The Autonomous Republic of Crimea was annexed by the Russian Federation in 2014 after a referendum that was widely perceived to be rigged. After former Ukrainian President Viktor Yanukovich was ousted from office during the 2014 Euromaidan in Kyiv, Russia took its chance to move in and regain lost territory – Crimea was gifted to the Ukrainian SSR by Nikita Khrushchev (then-General Secretary of the Communist Party of the USSR and a Ukrainianised Russian) in 1954.
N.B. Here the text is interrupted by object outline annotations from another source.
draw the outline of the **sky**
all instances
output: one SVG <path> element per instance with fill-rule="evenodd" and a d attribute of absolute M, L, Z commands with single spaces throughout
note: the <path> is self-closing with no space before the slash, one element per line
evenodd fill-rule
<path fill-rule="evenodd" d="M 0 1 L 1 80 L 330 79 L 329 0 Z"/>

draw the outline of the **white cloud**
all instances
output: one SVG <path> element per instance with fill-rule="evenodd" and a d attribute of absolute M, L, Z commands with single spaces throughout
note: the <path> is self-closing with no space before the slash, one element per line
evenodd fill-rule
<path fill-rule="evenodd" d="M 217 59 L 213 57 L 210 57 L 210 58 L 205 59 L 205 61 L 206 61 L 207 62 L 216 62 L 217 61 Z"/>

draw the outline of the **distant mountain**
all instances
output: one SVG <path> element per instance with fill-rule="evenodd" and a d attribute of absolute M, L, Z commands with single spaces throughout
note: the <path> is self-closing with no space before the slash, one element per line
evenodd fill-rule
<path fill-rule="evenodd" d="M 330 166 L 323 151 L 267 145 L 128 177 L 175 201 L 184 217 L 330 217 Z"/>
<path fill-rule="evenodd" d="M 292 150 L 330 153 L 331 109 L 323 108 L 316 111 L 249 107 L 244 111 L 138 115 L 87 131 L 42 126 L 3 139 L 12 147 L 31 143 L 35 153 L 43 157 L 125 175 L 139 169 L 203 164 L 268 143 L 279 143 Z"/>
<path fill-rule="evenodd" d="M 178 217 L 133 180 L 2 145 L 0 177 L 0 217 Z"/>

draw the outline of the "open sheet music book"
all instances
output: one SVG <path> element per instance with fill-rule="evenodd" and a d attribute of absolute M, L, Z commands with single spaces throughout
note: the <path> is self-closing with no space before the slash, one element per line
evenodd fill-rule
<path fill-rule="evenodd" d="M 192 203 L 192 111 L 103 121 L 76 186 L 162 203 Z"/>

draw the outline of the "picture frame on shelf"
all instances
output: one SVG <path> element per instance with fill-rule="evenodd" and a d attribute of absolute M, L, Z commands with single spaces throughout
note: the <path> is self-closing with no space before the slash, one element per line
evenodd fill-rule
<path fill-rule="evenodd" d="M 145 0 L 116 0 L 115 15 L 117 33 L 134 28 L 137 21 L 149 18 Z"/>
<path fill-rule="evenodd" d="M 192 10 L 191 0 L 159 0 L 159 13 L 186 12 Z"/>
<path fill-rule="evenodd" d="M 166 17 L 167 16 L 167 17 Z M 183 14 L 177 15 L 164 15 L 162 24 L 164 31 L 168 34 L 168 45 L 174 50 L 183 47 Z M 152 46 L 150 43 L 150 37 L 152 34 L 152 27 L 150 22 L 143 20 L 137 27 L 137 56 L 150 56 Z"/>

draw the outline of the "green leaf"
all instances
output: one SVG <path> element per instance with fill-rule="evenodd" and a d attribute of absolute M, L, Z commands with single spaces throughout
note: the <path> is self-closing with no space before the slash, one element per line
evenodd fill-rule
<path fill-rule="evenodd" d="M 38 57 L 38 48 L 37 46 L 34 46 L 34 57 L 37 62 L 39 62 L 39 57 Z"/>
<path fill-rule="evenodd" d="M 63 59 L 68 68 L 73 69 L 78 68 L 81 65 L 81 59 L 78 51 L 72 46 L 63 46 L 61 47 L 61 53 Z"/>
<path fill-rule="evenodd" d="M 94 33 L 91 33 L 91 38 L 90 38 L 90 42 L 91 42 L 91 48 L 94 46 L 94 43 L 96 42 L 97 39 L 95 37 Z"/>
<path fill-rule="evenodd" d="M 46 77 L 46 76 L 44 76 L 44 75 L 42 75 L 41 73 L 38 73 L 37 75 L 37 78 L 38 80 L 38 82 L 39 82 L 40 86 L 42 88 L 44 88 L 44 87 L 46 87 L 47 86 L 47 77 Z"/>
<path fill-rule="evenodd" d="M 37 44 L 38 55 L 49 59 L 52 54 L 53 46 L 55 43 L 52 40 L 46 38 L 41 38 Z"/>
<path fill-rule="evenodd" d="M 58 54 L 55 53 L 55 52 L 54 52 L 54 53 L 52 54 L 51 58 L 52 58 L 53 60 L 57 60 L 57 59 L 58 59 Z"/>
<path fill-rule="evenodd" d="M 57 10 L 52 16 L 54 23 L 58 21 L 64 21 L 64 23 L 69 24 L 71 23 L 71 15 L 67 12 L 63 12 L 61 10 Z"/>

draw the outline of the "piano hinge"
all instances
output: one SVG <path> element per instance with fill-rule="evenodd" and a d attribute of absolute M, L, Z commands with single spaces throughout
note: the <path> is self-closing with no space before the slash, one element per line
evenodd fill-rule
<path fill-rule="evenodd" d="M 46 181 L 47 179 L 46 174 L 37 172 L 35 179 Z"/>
Among those to suffer from the actions of Russia have been the Crimean Tatars, a Turkic people native to the Crimea. There have long been strong cultural connections between Turkey and the Crimean Tatars, with a common religion and similar languages. The Crimean Tatars were persecuted during the Stalinist era of the Soviet Union – they were deported en-masse to Central Asia after WWII because of Stalin’s suspicions that they were collaborating with Nazi Germany. The majority of those deported were innocent women, children, and elderly people. Only towards the end of the Soviet period in the late 1980s were they allowed to return to their ancestral homeland, at which point around 260,000 returned to the peninsula. Today, Tatars make up around 11% of the population in Crimea. 

Because most Crimean Tatars opposed Russia’s annexation of the peninsula, Russian authorities began to crack down on the population of Tatars, “abrogating their right to assembly and taking a Tatar-language television channel off the air, as well as detaining and jailing dozens of activists.”

Turkey continues to deny recognition of the Russian annexation.